Do Cognitively Interpretable Reasoning Traces Improve LLM Performance?
Recent progress in reasoning-oriented Large Language Models (LLMs) has been driven by introducing Chain-of-Thought (CoT) traces, where models generate intermediate reasoning traces before producing an answer. These traces, as in DeepSeek R1, are not only used to guide inference but also serve as supervision signals for distillation into smaller models. A common but often implicit assumption is that CoT traces should be semantically meaningful and interpretable to the end user. While recent research questions the need for semantic nature of these traces, in this paper, we ask: “Must CoT reasoning traces be interpretable to enhance LLM task performance?" We investigate this question in the Open Book Question-Answering domain by supervised fine-tuning LLaMA and Qwen models on four types of reasoning traces: (1) DeepSeek R1 traces, (2) LLM-generated summaries of R1 traces, (3) LLM-generated post-hoc explanations of R1 traces, and (4) algorithmically generated verifiably correct traces. To quantify the trade-off between interpretability and performance, we further conduct a human-subject study with 100 participants rating the interpretability of each trace type. Our results reveal a striking mismatch: while fine-tuning on R1 traces yields the strongest performance, participants judged these traces to be the least interpretable. These findings suggest that it is useful to decouple intermediate tokens from end user interpretability.

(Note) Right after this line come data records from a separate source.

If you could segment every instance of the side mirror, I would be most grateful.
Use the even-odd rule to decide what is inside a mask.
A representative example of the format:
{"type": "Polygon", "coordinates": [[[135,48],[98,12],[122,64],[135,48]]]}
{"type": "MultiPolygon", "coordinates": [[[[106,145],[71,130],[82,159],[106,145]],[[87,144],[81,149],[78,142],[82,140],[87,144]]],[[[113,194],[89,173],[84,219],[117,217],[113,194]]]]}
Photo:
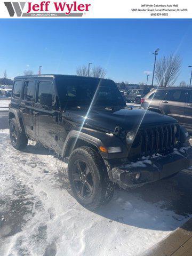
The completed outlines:
{"type": "Polygon", "coordinates": [[[43,106],[50,108],[53,103],[53,96],[51,93],[41,93],[39,103],[43,106]]]}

A common but often implicit assumption behind these CoT traces is that they should be semantically meaningful and interpretable to humans. Although training with these traces is done primarily to improve LLM performance on a given task, these traces need not be semantically correct or interpretable to optimize this objective. Moreover, since these reasoning traces are exposed to the end user, they can possibly exacerbate issues like user distrust, misinformation, errors, and perpetuated biases [6]. This distinction has also been brought to light by the recent GPT-OSS models that generate a CoT trace, a summary, and the final answer where the summary is shown for the humans and not the CoT trace [17]. There has been recent work that has challenged the first assumption behind these traces to be semantically meaningful by showing that both transformers and pre-trained LLMs can perform better when trained (or fine-tuned) with semantically incorrect traces paired with correct final solutions [3, 20]. In this work, we aim to specifically want to answer - “Must CoT reasoning traces be interpretable to enhance LLM task performance?".
Large Language Models have significantly benefited from training with CoT traces coupled with final solutions for a variety of problems. There have been studies that have looked at and argued for making these CoT traces more interpretable, aka improve their faithfulness for the end user, as they are believed to serve as the LLM’s explanations to generate the final solution [1, 22, 13, 24, 18, 14, 12, 26]. On the other hand, there has also been work showcasing why these traces are not explainable to the end user [2]. Both sides of this argument stem from the assumption that these traces are indeed meant to be useful for the end user and not just for the LLM to improve its final solution performance over a certain task. We specifically challenge this assumption in an effort to show the disconnect between the use of CoT traces for the LLM (as a training signal in SFT) and the use of CoT traces for the end user (as an interpretable reason behind the model’s final solution). Interpretability has been studied along multiple attributes, including predictability, comprehensibility, interpretability, and faithfulness [9, 5]. These dimensions have been used to evaluate post hoc XAI methods and to develop a rigorous framework for interpretable machine learning.
SFT with R1 traces leads to the highest final solution accuracy over SFT with any other trace type with the largest performance boost seen for Llama-3.2-1B-Instruct model. Furthermore, among all the four models, we note that SFT with the algorithmically-generated semantically correct traces and SFT with the adversarially-generated incorrect traces perform the worst also in comparison to SFT with summaries and explanations of R1 traces.